In unsupervised machine learning, the algorithm is provided an input dataset, but not rewarded or optimized to specific outputs, and instead trained to group objects by common characteristics. For example, recommendation engines on online stores rely on unsupervised machine learning, specifically a technique called clustering.
What is Reinforcement Learning?
In reinforcement learning, the algorithm is made to train itself using many trial and error experiments. Reinforcement learning happens when the algorithm interacts continually with the environment, rather than relying on training data. One of the most popular examples of reinforcement learning is autonomous driving.
What are the different machine learning models?
There are many machine learning models, and almost all of them are based on certain machine learning algorithms. Popular classification and regression algorithms fall under supervised machine learning, and clustering algorithms are generally deployed in unsupervised machine learning scenarios.
Supervised Machine Learning
Logistic Regression: Logistic Regression is used to determine if an input belongs to a certain group or not
SVM: SVM, or Support Vector Machines create coordinates for each object in an n-dimensional space and uses a hyperplane to group objects by common features
Naive Bayes: Naive Bayes is an algorithm that assumes independence among variables and uses probability to classify objects based on features
Decision Trees: Decision trees are also classifiers that are used to determine what category an input falls into by traversing the leaf’s and nodes of a tree
Linear Regression: Linear regression is used to identify relationships between the variable of interest and the inputs, and predict its values based on the values of the input variables.
kNN: The k Nearest Neighbors technique involves grouping the closest objects in a dataset and finding the most frequent or average characteristics among the objects.
Random Forest: Random forest is a collection of many decision trees from random subsets of the data, resulting in a combination of trees that may be more accurate in prediction than a single decision tree.
Boosting algorithms: Boosting algorithms, such as Gradient Boosting Machine, XGBoost, and LightGBM, use ensemble learning. They combine the predictions from multiple algorithms (such as decision trees) while taking into account the error from the previous algorithm.
Unsupervised Machine Learning
K-Means: The K-Means algorithm finds similarities between objects and groups them into K different clusters.
Hierarchical Clustering: Hierarchical clustering builds a tree of nested clusters without having to specify the number of clusters.
What is a Decision Tree in Machine Learning (ML)?

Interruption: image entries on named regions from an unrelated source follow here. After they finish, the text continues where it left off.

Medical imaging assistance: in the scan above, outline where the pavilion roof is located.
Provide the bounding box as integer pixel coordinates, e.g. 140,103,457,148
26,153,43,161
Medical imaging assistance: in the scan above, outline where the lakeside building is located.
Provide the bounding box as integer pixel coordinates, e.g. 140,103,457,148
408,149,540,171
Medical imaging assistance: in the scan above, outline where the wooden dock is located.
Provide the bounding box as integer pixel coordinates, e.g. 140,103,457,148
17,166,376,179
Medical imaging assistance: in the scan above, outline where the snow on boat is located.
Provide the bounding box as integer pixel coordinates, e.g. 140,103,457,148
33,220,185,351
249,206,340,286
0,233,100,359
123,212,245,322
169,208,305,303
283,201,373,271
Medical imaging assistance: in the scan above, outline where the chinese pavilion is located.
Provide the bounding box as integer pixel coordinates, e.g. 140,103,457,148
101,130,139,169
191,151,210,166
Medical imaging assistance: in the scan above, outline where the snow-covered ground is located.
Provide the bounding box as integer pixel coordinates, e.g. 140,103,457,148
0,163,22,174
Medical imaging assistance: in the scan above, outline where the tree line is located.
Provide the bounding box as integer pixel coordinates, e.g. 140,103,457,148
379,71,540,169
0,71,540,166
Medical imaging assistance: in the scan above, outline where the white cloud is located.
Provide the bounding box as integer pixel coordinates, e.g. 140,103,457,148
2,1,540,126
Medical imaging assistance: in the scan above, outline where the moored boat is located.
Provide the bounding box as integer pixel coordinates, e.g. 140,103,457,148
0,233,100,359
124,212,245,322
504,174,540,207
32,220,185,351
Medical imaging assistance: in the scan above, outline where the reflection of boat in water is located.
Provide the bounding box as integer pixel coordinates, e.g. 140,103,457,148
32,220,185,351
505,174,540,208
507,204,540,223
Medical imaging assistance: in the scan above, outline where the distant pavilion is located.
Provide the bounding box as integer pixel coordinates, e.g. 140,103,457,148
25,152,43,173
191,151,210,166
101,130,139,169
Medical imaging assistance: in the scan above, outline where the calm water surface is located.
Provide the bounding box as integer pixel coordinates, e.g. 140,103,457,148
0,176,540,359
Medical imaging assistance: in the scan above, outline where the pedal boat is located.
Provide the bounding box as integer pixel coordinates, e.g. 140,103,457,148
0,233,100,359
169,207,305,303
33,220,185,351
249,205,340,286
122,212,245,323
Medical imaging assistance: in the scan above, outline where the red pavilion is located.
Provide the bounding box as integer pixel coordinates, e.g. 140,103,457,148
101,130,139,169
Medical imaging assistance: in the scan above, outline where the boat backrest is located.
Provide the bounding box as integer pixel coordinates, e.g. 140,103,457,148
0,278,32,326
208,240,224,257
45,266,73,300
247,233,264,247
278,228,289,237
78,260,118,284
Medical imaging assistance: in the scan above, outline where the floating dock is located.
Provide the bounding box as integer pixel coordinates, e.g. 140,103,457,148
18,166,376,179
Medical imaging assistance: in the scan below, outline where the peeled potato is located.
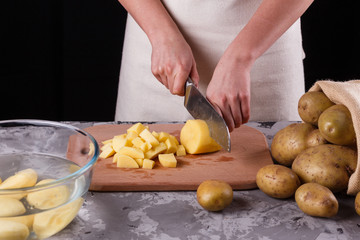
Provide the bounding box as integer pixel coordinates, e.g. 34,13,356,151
26,179,70,209
0,168,38,189
33,198,84,239
0,197,26,217
0,219,30,240
0,215,34,230
0,168,38,199
180,119,221,154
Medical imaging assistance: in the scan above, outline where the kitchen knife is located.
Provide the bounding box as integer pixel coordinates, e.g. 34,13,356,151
184,78,231,152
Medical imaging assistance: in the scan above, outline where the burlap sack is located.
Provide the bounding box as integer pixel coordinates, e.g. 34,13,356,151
309,80,360,195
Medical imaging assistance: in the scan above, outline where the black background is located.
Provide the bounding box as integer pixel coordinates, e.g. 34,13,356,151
0,0,360,121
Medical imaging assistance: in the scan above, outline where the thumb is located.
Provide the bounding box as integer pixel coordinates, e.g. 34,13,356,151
190,59,200,87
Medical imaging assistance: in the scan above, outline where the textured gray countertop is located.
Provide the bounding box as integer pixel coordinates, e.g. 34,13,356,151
21,122,360,240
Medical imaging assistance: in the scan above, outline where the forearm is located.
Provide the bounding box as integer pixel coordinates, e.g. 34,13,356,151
230,0,313,65
119,0,181,44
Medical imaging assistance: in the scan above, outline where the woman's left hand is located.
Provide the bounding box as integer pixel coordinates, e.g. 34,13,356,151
206,51,251,132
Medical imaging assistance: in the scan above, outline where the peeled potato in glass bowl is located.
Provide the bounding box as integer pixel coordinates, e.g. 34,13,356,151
0,120,99,240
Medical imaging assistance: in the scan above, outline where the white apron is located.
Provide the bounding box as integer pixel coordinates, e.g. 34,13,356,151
115,0,305,121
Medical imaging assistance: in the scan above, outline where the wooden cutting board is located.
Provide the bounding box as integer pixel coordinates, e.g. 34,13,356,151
77,124,273,191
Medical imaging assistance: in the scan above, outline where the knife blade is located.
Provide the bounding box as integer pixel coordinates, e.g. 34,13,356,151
184,77,231,152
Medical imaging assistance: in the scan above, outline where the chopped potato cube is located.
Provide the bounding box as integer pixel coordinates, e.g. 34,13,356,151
159,132,170,142
131,137,144,148
99,146,115,158
169,135,180,146
126,131,139,142
101,138,112,145
140,142,152,152
112,134,132,152
176,145,186,157
116,147,144,158
100,142,112,151
165,138,177,153
158,153,177,168
127,123,146,135
151,131,159,140
139,129,159,147
142,158,155,169
145,142,167,159
114,153,139,168
135,158,144,167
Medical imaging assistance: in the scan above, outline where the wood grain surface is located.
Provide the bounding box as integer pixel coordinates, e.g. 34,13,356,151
75,124,273,191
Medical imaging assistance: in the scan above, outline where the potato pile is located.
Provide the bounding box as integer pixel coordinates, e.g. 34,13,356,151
99,119,221,169
0,168,84,240
256,92,360,217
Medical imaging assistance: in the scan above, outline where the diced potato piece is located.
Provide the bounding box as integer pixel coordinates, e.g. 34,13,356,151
114,153,139,168
101,138,112,145
131,137,145,148
140,142,152,152
145,142,167,159
126,131,139,142
158,153,177,168
165,137,177,153
99,146,115,158
100,142,112,151
151,131,159,140
116,147,144,158
135,158,144,167
139,129,159,147
142,158,155,169
112,134,132,152
176,145,186,157
169,134,180,145
159,132,170,142
180,119,221,154
127,123,146,135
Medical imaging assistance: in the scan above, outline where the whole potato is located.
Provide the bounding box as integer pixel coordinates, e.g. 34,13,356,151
318,104,356,145
355,192,360,215
256,164,300,198
298,92,334,126
306,129,328,148
292,144,357,192
196,180,233,211
271,123,316,166
295,183,339,218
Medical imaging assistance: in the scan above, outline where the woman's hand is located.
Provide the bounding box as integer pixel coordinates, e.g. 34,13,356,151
151,33,199,96
206,48,251,132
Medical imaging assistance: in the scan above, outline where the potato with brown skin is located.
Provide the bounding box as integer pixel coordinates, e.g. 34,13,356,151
196,180,233,211
295,183,339,218
355,192,360,215
256,164,300,198
292,144,357,193
271,123,316,166
319,104,356,145
306,129,328,148
298,92,335,126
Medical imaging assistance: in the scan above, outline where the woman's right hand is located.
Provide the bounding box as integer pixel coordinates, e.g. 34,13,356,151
151,33,199,96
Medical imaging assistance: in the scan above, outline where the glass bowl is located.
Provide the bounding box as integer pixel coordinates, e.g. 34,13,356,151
0,120,99,239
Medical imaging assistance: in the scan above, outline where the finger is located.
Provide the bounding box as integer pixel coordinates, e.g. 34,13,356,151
188,60,200,87
173,71,188,96
212,99,235,132
229,95,243,128
241,94,250,124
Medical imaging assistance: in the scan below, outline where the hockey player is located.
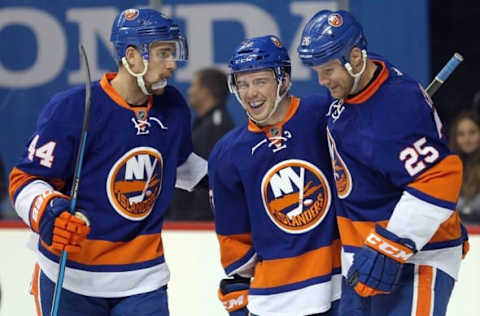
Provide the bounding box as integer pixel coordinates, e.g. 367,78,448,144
298,10,467,316
10,9,207,316
209,35,341,316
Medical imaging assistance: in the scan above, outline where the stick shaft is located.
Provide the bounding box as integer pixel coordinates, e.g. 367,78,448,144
50,45,92,316
425,53,463,97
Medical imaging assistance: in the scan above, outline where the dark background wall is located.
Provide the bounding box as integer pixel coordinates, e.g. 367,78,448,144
429,0,480,127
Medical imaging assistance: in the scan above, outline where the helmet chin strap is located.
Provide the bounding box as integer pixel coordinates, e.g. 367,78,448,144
122,57,167,95
345,49,367,94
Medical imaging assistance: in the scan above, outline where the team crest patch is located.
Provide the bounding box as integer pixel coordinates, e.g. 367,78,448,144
106,147,163,221
327,128,352,199
261,159,331,234
328,13,343,27
125,9,139,21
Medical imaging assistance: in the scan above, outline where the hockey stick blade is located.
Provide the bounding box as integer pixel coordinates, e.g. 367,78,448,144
50,44,92,316
425,53,463,97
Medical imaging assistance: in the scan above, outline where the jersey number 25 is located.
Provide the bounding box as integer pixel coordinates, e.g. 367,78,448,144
400,137,440,177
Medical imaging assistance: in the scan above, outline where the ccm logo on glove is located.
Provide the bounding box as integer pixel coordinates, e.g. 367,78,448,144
365,232,413,263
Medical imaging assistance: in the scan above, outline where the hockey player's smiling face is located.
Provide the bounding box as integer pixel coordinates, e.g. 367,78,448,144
143,42,177,93
312,59,353,99
235,69,277,121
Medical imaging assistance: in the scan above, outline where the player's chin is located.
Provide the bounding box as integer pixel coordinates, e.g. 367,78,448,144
152,88,165,95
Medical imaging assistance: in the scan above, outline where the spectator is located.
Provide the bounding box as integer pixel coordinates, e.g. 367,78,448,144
450,111,480,166
166,68,233,221
450,111,480,223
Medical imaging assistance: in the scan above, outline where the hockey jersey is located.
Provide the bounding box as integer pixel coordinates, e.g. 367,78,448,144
327,60,465,278
209,96,341,316
10,73,207,297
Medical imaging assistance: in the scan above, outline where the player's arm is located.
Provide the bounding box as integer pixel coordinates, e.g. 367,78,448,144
209,144,256,316
9,98,89,252
348,86,462,296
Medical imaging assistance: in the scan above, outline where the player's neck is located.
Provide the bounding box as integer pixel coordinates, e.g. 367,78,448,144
261,95,290,127
110,68,148,105
355,59,377,93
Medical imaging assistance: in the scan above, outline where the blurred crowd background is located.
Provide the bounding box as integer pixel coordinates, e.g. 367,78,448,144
0,0,480,224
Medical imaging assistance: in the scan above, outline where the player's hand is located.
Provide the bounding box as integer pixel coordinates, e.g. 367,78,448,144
218,275,250,316
347,225,416,297
30,191,90,253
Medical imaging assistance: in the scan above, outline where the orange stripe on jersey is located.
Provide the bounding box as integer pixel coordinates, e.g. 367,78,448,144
414,266,433,316
248,96,300,132
251,239,341,288
40,233,163,266
217,233,253,268
429,211,462,242
30,263,42,316
8,168,65,203
337,216,388,247
345,60,390,104
408,155,462,203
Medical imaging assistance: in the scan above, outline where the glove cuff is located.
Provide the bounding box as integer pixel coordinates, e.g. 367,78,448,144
218,289,248,313
365,225,416,263
28,190,70,233
218,275,250,313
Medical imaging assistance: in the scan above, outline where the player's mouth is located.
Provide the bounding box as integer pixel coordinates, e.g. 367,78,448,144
248,101,265,114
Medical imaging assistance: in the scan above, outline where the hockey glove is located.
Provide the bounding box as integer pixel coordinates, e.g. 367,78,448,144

A Decision Tree is a predictive approach in ML to determine what class an object belongs to. As the name suggests, a decision tree is a tree-like flow chart where the class of an object is determined step-by-step using certain known conditions.
A decision tree visualized in the Databricks
What is Regression in Machine Learning?
Regression in data science and machine learning is a statistical method that enables predicting outcomes based on a set of input variables. The outcome is often a variable that depends on a combination of the input variables.
A linear regression model performed on the Databricks
What is a Classifier in Machine Learning?
A classifier is a machine learning algorithm that assigns an object as a member of a category or group. For example, classifiers are used to detect if an email is spam, or if a transaction is fraudulent.
How many models are there in machine learning?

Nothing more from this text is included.